If you are brand new I encourage you if you want to go back to episode 182 where I talk about abstinence versus moderation and my perspective. Now, the long and short of it is really simple, moderation focuses on a number, one glass, two glasses, three glasses. It focuses on how much. And the problem with that is that a number always disconnects you from how you actually feel and how alcohol feels in your body.
And you know what? The same amount of alcohol does not always feel the same. Two glasses tonight might feel different tomorrow and feel different the day after that, based on your stress levels, your mood, how much you slept last night, what you had to eat, how your immune system is doing, where you are in your cycle. Moderation just focuses on a number instead of your body and how you feel. It disconnects you because it’s all about following a rule rather than listening to cues, rather than responding to how you actually are in the present moment.
I will tell you and I know this because I did this myself, most people try to take their cues when it comes to moderating from everyone else other than themselves. They try to take their cues from, well, I don’t know how much does my partner drink, or my friend, or my sister, or this family member, or my colleague. What does this organization say is the right amount to have? What does this person, what does this doctor, what does this authority tell me is the correct amount?
When we’re focused on a number we take our cues from everyone else out in the world. But of course no one can know except for you how alcohol is going to feel on a given day. I want you to take your cues from you. I know that’s kind of mind blowing. I want you to decide, hey, what feels good for me not just in the moment but in the long term? What’s going to feel good tomorrow? Because if you’re struggling to moderate your drinking you’re not doing what feels good for you in the long term. You’re doing what feels good for you only in the moment.
Doing what feels good for you in the long term, it’s about changing your relationship with alcohol and that does not come from fixating on a number. You can drink and you can have a great relationship with alcohol. You can drink and you can have a pretty bad relationship with alcohol but guess what?
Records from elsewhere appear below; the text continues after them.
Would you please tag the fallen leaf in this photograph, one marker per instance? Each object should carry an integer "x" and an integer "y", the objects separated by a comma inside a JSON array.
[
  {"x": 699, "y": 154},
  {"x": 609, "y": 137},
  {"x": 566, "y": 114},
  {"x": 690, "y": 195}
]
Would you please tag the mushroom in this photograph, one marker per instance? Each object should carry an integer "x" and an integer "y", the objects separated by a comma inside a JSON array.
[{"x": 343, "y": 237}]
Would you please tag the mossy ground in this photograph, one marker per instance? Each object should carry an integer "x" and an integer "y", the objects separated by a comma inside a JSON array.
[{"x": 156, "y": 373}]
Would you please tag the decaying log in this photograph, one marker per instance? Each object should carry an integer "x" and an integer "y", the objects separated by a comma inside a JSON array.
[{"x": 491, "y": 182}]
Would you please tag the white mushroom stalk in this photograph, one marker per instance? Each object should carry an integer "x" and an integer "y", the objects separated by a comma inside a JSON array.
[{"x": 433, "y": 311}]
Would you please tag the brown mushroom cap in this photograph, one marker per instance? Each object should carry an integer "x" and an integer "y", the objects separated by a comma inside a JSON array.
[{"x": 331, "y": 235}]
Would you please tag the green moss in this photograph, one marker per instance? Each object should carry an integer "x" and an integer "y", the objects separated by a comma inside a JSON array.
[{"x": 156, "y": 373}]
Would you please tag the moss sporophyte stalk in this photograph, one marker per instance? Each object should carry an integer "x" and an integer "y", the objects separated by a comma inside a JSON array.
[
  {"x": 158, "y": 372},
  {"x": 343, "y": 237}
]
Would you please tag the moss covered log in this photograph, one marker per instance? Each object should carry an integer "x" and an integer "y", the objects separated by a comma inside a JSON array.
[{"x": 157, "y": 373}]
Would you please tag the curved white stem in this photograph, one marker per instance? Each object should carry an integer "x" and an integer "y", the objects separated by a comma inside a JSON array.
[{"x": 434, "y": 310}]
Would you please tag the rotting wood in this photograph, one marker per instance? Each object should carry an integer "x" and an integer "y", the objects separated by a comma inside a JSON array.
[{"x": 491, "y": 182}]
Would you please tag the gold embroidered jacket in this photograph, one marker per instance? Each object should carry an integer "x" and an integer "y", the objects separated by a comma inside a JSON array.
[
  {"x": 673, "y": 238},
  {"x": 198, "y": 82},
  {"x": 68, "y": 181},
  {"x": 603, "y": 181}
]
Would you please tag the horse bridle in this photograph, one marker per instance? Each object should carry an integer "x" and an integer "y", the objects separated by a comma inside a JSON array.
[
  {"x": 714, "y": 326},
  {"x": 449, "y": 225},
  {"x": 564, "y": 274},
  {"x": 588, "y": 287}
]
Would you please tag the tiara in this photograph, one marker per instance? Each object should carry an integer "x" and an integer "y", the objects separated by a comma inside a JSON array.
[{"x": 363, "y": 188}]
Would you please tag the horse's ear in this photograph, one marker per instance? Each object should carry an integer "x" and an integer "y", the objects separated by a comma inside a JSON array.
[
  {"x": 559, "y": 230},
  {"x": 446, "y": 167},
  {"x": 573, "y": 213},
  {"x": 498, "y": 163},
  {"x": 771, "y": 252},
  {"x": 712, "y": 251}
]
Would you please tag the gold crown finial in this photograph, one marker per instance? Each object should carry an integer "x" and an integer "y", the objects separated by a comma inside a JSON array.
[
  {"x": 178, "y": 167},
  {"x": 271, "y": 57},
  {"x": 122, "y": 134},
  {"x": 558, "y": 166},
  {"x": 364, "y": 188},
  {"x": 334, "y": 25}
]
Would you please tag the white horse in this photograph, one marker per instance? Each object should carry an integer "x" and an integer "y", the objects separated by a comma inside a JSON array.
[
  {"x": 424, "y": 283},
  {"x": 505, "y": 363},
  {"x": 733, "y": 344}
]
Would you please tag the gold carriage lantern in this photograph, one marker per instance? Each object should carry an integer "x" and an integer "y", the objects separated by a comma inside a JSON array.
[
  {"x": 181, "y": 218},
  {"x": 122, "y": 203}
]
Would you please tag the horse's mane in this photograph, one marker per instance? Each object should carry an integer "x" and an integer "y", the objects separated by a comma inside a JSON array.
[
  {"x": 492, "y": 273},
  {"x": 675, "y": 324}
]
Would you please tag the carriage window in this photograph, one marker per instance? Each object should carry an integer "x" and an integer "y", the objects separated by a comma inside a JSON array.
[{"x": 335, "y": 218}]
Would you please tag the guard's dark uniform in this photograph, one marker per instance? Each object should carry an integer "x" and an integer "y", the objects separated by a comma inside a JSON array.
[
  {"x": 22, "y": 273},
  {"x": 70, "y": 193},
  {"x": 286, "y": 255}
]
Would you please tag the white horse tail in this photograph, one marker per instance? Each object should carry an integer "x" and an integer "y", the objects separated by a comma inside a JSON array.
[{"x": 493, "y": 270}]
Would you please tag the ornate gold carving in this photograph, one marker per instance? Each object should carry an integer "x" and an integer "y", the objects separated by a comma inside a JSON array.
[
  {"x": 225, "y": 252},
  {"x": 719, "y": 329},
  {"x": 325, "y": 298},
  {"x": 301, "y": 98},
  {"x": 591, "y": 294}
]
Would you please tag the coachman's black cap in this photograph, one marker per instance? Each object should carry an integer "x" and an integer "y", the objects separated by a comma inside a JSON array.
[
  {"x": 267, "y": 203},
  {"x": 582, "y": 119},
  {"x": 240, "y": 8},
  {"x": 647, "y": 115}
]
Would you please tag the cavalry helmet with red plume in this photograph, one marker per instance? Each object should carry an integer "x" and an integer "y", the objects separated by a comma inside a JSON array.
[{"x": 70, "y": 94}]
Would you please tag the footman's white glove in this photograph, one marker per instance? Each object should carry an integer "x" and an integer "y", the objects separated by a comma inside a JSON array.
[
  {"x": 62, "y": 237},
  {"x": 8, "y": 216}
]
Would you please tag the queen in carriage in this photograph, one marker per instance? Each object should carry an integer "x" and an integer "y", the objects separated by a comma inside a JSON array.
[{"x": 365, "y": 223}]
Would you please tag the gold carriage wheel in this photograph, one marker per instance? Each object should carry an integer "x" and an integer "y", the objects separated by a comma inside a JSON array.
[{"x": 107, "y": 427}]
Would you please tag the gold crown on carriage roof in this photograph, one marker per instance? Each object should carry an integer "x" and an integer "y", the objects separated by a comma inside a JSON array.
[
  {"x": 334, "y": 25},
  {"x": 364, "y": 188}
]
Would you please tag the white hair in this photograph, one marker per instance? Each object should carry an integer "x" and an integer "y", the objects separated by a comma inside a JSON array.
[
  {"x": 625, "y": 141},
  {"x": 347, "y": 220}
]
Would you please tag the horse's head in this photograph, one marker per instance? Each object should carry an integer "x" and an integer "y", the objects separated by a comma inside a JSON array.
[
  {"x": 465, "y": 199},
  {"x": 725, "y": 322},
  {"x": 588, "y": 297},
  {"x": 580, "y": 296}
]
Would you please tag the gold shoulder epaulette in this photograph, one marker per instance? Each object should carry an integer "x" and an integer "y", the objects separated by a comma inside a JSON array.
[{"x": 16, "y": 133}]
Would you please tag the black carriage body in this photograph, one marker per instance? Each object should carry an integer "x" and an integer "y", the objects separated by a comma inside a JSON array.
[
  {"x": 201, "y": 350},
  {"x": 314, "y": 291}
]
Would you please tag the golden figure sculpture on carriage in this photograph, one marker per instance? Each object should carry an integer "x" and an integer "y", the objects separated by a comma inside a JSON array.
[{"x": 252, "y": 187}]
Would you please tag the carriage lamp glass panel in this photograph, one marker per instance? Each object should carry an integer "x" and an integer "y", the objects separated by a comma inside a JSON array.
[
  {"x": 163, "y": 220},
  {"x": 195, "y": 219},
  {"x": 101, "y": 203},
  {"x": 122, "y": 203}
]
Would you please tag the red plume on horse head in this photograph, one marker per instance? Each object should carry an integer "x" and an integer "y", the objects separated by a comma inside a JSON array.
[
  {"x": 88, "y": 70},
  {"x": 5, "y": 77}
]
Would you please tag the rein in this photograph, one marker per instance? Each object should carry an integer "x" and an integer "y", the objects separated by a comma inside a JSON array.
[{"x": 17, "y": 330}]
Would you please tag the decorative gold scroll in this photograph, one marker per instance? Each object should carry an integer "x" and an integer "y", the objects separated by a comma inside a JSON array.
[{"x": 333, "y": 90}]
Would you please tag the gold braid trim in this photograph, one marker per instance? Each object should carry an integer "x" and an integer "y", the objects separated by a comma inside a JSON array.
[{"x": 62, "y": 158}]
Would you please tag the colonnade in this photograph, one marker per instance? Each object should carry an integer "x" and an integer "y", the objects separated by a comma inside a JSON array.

You cannot drink and you can have a pretty bad relationship with alcohol and you cannot drink and have a great relationship with alcohol.
The relationship that you have with the substance has nothing to do with the quantity and has everything to do with your ability to take cues from yourself. So, listen, I don’t really like the concept of moderating. I prefer the concept of stopping when it’s right for you and deciding what’s right for you and following that decision.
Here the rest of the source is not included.